Is it necessary to remove countertop back before putting in backsplash? Ours is about 4 inches high and we are not sure whether to tile above it or remove it.


----------



## 95025 (Nov 14, 2010)

Akeckler said:


> Is it necessary to remove countertop back before putting in backsplash? Ours is about 4 inches high and we are not sure whether to tile above it or remove it.

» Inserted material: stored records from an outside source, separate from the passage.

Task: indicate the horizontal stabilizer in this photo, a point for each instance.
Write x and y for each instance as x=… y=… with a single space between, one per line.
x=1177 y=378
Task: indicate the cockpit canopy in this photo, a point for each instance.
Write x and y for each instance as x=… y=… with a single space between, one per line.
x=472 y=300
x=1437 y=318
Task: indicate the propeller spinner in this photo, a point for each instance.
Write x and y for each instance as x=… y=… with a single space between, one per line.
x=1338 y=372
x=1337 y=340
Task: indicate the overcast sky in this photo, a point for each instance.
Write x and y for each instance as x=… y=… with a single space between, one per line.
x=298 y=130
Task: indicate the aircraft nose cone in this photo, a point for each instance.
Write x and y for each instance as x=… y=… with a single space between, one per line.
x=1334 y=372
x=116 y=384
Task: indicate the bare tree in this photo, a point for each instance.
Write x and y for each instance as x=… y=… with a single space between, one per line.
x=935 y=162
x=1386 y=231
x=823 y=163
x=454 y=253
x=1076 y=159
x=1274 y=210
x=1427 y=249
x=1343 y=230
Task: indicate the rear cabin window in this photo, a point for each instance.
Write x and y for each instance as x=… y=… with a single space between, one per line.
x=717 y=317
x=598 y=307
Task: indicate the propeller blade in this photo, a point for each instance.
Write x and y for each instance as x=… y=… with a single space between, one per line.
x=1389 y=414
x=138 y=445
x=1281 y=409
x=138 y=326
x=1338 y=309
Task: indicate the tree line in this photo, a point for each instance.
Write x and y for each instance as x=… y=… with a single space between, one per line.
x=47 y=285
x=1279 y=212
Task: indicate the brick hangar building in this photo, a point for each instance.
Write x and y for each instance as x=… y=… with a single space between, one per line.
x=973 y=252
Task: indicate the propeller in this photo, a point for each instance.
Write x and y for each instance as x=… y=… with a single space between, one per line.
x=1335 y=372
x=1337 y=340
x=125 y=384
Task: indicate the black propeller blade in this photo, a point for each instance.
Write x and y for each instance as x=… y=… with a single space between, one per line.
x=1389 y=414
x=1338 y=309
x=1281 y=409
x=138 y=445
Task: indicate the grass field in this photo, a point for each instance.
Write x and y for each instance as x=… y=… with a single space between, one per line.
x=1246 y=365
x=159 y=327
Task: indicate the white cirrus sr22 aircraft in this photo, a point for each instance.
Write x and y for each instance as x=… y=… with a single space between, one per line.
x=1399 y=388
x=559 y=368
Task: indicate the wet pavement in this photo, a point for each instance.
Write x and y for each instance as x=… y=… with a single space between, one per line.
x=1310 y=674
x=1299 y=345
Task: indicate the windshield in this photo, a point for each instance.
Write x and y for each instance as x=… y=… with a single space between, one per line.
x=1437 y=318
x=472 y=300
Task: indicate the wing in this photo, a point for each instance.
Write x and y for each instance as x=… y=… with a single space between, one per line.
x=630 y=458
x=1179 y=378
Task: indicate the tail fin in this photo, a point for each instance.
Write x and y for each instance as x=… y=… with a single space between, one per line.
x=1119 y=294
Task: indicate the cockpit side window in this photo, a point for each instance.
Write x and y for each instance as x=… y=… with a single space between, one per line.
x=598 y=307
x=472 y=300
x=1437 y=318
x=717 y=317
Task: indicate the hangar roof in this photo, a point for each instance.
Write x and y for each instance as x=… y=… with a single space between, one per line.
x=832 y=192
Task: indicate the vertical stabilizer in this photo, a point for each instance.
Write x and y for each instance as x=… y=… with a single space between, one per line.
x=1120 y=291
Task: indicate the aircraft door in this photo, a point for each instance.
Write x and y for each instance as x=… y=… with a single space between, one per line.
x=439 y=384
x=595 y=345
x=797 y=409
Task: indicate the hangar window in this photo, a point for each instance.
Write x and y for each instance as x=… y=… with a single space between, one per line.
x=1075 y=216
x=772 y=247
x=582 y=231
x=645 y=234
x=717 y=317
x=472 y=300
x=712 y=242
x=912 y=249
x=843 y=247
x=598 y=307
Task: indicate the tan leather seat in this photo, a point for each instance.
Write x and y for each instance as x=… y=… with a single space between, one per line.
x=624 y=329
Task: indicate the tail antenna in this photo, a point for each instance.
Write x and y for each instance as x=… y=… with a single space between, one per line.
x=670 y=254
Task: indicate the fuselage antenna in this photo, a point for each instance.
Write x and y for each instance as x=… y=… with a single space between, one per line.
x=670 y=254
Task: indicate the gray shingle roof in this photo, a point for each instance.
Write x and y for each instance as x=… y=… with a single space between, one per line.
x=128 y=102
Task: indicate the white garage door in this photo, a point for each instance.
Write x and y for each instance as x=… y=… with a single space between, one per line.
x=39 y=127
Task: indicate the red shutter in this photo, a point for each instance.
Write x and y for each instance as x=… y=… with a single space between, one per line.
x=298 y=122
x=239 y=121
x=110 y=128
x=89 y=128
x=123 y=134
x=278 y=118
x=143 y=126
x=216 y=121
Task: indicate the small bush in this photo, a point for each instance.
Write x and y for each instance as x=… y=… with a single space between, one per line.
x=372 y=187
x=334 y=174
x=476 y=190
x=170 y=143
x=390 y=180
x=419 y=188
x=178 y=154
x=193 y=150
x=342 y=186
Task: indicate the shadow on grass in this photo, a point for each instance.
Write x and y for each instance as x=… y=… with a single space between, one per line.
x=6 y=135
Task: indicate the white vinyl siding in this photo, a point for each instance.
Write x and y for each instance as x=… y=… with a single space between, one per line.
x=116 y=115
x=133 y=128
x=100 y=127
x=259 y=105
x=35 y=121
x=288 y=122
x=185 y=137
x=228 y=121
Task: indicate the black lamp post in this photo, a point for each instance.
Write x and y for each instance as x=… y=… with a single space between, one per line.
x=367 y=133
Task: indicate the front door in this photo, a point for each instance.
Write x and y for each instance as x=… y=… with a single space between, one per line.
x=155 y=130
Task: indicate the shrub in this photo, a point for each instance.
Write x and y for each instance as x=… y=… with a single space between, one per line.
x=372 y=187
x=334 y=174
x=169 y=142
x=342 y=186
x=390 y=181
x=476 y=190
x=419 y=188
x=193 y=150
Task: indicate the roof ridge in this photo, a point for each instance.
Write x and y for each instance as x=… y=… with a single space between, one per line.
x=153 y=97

Are you planning to replace your countertops any time soon? If not, just tile above the countertop backsplash.


----------



## Bud Cline (Mar 12, 2006)

Either way. It's your choice.


----------



## 95025 (Nov 14, 2010)

Bud Cline said:


> Either way. It's your choice.


Bud, would you suggest that - if they go above the countertop backsplash - they use matching grout/caulk between the countertop and first row of tiles, to accommodate any vibration or shifting?


----------



## Bud Cline (Mar 12, 2006)

Okay...now I smell a rat.

But to answer the question: Yup!


----------



## 95025 (Nov 14, 2010)

Bud Cline said:


> Okay...now I smell a rat.
> 
> But to answer the question: Yup!


No rat. Just hoping that I've been doing it right.


----------